Mit dem Flugzeug flogen wir von Ushuaia ins argentinische Calafate…dies spart 2 lange Bustage. Wir mieteten uns einen kleinen Golf (hier GOL) und besuchten am nächsten Vormittag den wohl bekanntesten Gletscher Südamerikas: Perrito Moreno. Wenn man so wie wir morgens um halb 7 losfährt, dann erreicht man den Nationalpark zu einer Zeit, zu der jeder normale Mensch und auch die Parkwächter noch schlafen. Das spart eine Menge Geld und rechtfertigt den Mietwagen mehrfach (-;
Der Perrito Moreno Gletscher ist der Hammer. Es wurde in den letzten Jahren eine neue Aussichtsplattform gebaut, von der man einen noch besseren Blick von verschiedenen Perspektiven auf diesen stetig wachsenden Gletscher hat. Die im See liegende Gletscherwand ist an ihrer höchsten Stelle 60 Meter hoch, von der Aussichtsplattform fühlt man sich ganz nah davor. Wir hatten Glück, während wir da standen und staunten fielen zahlreiche größere Eisbrocken aus der Wand und klatschten unter lautem Getöse ins Wasser, cooles Spektakel!
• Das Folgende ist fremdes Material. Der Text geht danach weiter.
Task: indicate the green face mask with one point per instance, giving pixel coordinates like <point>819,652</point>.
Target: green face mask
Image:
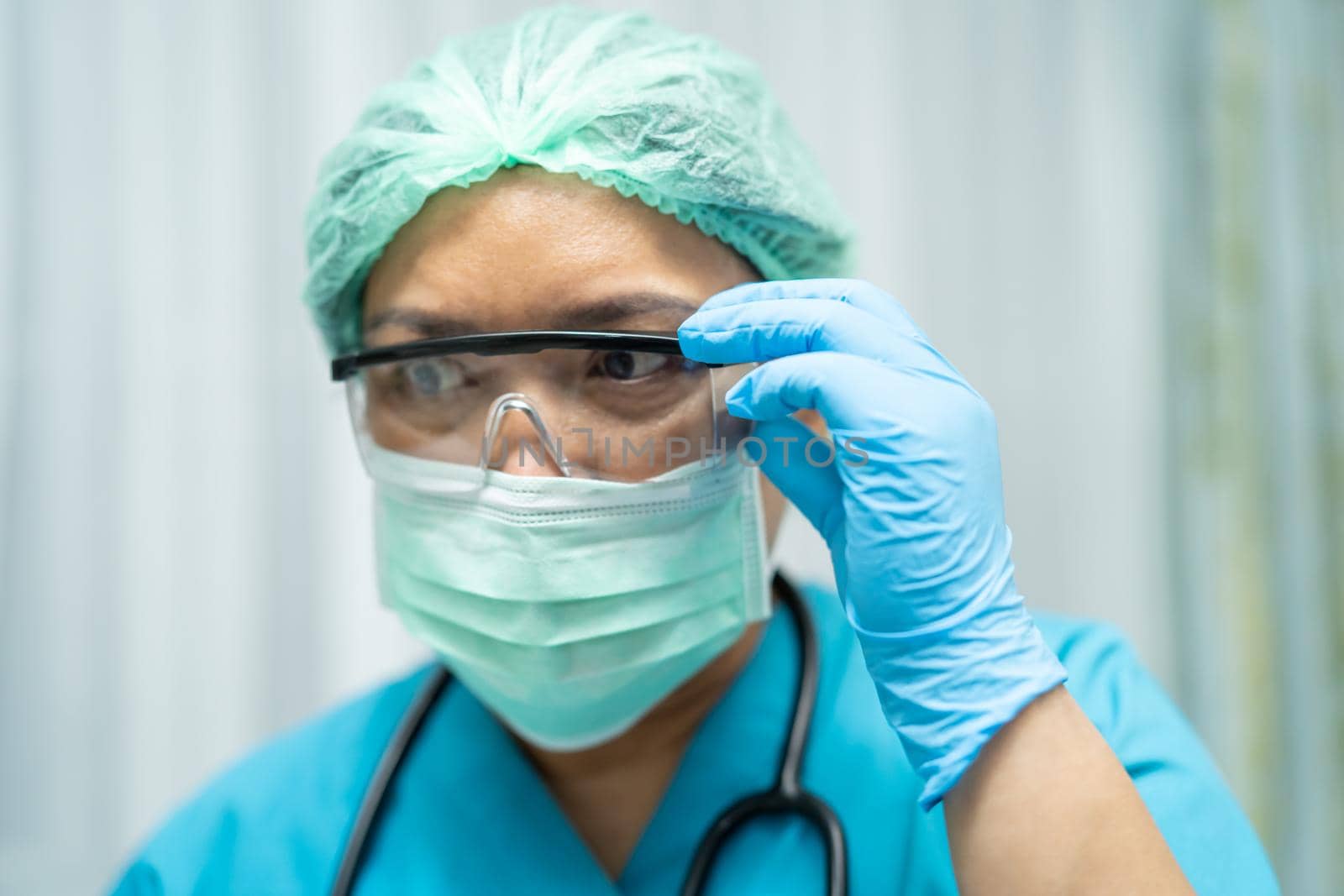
<point>570,606</point>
Um noch ein wenig näher an dieses Eiswand des 30 km langen Gletschers zu kommen machten wir zum Abschluss noch eine kleine Bootsfahrt mit tollen Bildern.
Per Bus fuhren wir am nächsten Tag in das kleine El Chalten – ein Dorf, das nur im Sommer zu existieren scheint und für die Wanderer den Eingang zum tollen Nationalpark Los Glaciares stellt. Was das Hiken betrifft schalteten wir hiermit einen Gang höher…
Aber zunächst war Weihnachten. Es stürmte und regnete Heiligabend wie verrückt. Wir beobachteten, wie ein paar Telefonmasten aus den Angeln gehoben wurden. In unserer großen Jugendherberge war es recht gemütlich und wir bereiteten ein riesiges und extrem leckeres Gulasch mit Gnochi. Die 1,8 kg argentinisches Rind wurden fast vollständig verputzt…aber es war ja auch Weihnachten (-;
Anschließend gab es bei ein paar schönen Runden SkipBo („Kann man nicht verlieren!“), viel Kuchen, Schokolade und natürlich argentinischen Wein. Ein ganz anderes Weihnachtsfest als zu Hause am Tannenbaum, aber trotzdem gemütlich und mit den Freunden auch familiär…das war sehr nett!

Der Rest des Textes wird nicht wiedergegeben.